Enigma

By Dean Neal

About Enigma:

The Enigma machine is a piece of spook hardware invented by a German and used by Britain's codebreakers as a way of deciphering German signals traffic during World War Two. It has been claimed that as a result of the information gained through this device, hostilities between Germany and the Allied forces were curtailed by two years.

Enigma allowed an operator to type in a message, then scramble it by using three to five notched wheels, or rotors, which displayed different letters of the alphabet. The receiver needed to know the exact settings of these rotors in order to reconstitute the coded text. Over the years the basic machine became more complicated as German code experts added plugs with electronic circuits.

How It's Used!

The Enigma Machine consisted of a wooden cabinet enclosing a typewriter keyboard and a set of 26 lamps (one for each letter of the alphabet). At the top of the machine was a slot into which three wheels or rotors could be fitted onto a shaft.
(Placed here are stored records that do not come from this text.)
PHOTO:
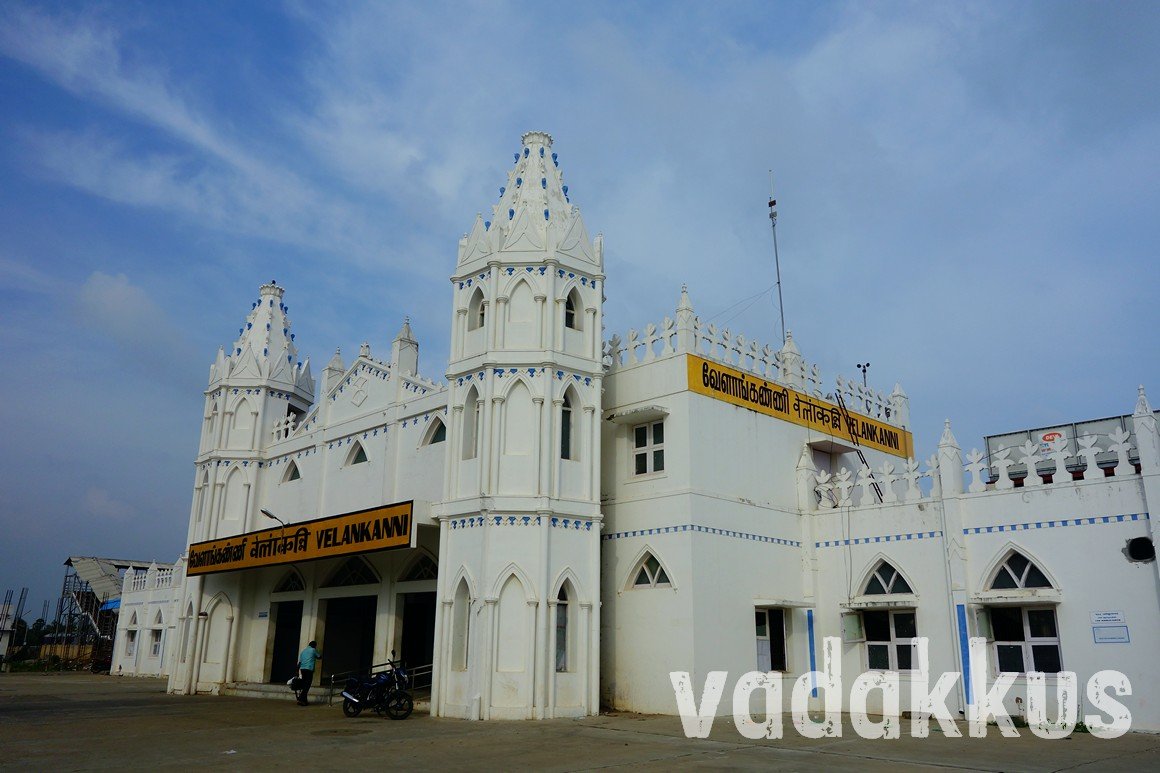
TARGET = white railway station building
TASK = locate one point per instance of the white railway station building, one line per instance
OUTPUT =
(556, 521)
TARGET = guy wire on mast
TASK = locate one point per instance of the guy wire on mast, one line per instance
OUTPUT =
(777, 265)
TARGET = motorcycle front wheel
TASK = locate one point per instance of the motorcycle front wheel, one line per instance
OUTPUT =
(399, 705)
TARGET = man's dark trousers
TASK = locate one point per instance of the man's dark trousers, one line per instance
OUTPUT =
(306, 678)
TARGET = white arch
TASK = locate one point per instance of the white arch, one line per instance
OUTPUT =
(872, 566)
(219, 598)
(464, 576)
(526, 277)
(514, 570)
(477, 304)
(629, 582)
(355, 447)
(432, 428)
(568, 576)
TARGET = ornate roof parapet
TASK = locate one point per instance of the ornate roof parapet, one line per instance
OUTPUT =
(688, 334)
(265, 349)
(534, 215)
(1006, 471)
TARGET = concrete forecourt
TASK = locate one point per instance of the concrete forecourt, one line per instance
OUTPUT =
(75, 721)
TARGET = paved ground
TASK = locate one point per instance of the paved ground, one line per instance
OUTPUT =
(74, 721)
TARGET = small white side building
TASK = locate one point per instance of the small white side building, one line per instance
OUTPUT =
(147, 615)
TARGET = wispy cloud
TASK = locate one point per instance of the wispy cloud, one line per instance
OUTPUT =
(100, 504)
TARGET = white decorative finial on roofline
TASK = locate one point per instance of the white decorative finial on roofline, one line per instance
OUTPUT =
(536, 136)
(1143, 407)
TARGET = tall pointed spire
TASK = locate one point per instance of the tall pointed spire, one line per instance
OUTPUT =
(405, 351)
(265, 349)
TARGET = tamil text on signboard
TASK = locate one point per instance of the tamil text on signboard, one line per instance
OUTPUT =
(753, 392)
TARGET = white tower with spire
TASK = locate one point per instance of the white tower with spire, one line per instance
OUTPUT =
(516, 634)
(254, 388)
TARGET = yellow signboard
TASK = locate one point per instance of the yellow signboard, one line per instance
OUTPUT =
(378, 528)
(744, 389)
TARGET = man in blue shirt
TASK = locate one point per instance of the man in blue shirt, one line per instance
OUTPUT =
(306, 662)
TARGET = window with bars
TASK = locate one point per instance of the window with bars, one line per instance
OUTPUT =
(889, 634)
(649, 448)
(1027, 638)
(566, 427)
(562, 629)
(354, 571)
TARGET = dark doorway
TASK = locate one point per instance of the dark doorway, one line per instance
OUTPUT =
(418, 638)
(287, 629)
(348, 640)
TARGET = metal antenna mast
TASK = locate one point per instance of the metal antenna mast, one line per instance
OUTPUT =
(777, 262)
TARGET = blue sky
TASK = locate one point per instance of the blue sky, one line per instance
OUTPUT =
(968, 197)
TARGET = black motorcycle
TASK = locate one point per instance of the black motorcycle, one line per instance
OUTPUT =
(384, 692)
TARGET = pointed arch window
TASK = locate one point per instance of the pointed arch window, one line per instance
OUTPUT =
(461, 620)
(1019, 572)
(154, 635)
(650, 573)
(291, 472)
(572, 310)
(290, 583)
(1026, 638)
(357, 455)
(566, 426)
(562, 628)
(886, 579)
(423, 569)
(477, 310)
(471, 412)
(887, 630)
(354, 571)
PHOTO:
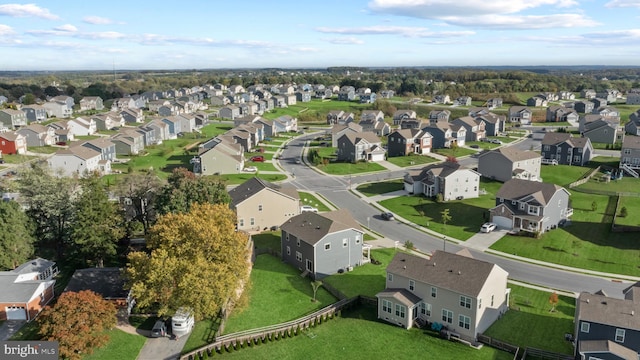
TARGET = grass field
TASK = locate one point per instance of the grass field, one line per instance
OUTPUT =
(357, 334)
(529, 323)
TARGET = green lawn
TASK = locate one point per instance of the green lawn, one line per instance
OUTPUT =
(121, 345)
(357, 334)
(310, 199)
(466, 215)
(586, 243)
(411, 160)
(377, 188)
(529, 323)
(368, 279)
(278, 288)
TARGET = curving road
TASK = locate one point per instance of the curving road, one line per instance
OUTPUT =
(335, 189)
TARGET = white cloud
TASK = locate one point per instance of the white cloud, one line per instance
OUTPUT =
(66, 27)
(26, 10)
(406, 31)
(97, 20)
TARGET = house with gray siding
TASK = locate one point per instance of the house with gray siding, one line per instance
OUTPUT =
(507, 163)
(461, 295)
(319, 245)
(530, 206)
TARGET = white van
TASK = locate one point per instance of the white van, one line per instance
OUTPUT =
(182, 322)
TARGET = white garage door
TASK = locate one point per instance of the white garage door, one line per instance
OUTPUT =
(15, 313)
(503, 222)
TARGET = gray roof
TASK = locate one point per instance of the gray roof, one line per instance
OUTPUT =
(106, 282)
(254, 185)
(312, 227)
(460, 274)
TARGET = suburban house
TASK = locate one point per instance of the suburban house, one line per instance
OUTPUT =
(520, 114)
(530, 206)
(261, 205)
(27, 289)
(448, 179)
(608, 327)
(401, 115)
(362, 146)
(107, 282)
(566, 149)
(474, 127)
(455, 292)
(218, 156)
(12, 143)
(91, 103)
(13, 119)
(403, 142)
(38, 135)
(444, 135)
(508, 163)
(323, 244)
(630, 155)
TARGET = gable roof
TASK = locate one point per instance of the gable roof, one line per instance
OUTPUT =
(458, 273)
(312, 227)
(254, 185)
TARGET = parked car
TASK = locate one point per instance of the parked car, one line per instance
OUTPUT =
(488, 227)
(306, 208)
(387, 216)
(159, 329)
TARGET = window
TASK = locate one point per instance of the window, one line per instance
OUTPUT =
(584, 327)
(464, 321)
(386, 306)
(447, 316)
(465, 301)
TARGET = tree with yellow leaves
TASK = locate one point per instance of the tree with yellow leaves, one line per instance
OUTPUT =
(197, 259)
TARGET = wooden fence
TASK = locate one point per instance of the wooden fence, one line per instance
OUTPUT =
(253, 337)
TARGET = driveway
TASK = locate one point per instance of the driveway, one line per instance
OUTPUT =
(9, 328)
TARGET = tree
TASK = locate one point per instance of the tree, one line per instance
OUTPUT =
(315, 285)
(184, 189)
(98, 225)
(196, 259)
(16, 237)
(78, 322)
(553, 300)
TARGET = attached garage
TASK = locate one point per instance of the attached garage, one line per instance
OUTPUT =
(16, 313)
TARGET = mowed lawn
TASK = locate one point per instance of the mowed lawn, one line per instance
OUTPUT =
(357, 334)
(367, 279)
(277, 294)
(529, 322)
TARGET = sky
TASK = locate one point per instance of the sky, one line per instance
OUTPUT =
(199, 34)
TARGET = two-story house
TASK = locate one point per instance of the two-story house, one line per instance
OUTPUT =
(453, 292)
(566, 149)
(323, 244)
(530, 206)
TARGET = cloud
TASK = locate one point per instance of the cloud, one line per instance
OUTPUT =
(97, 20)
(345, 41)
(26, 10)
(406, 31)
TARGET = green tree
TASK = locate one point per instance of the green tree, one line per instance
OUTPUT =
(195, 259)
(16, 237)
(184, 189)
(78, 322)
(98, 225)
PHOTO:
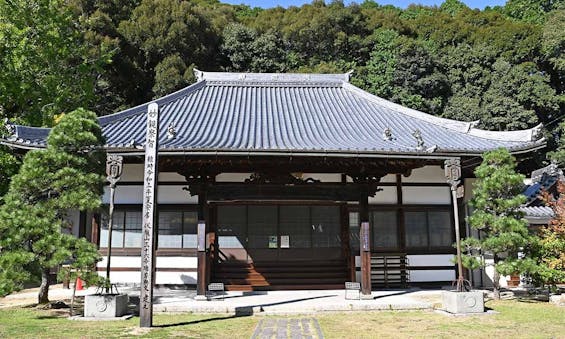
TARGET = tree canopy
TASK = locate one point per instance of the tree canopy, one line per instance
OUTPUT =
(503, 231)
(34, 228)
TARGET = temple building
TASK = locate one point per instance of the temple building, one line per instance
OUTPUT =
(283, 169)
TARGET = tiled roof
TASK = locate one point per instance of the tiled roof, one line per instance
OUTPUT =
(292, 113)
(537, 214)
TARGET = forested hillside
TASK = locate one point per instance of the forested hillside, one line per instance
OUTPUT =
(504, 66)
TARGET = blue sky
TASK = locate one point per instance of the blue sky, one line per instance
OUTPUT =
(399, 3)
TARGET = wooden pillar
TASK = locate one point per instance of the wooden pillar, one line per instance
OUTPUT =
(365, 238)
(201, 250)
(95, 230)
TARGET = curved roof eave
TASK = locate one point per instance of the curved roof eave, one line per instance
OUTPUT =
(527, 135)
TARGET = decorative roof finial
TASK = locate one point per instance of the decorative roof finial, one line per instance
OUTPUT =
(537, 132)
(198, 74)
(418, 135)
(387, 135)
(171, 131)
(9, 127)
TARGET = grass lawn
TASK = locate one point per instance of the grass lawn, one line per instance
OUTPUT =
(516, 319)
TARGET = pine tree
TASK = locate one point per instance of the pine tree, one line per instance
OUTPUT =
(67, 175)
(503, 231)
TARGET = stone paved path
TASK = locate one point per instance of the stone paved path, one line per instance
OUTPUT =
(286, 328)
The rotors were furnished with electrical contacts and buried inside were wires that connected the contacts on one side to those on the other in a scrambled order. The cabinet contained a battery, and when a key was pressed, electric current would flow from the keyboard through each of the three rotors in turn, through a reflector, then back through the rotors, and finally through one of the lamps making it light up.

A number of different rotors were available (8 in this case) and the operator would choose which rotors to use and the order in which to use them. The operator could also select which reflector to use (2 were available).

The rotors had adjustable rings which could be turned with respect to the inner core. The ring for each rotor could be set by the operator in any one of 26 possible positions (A to Z).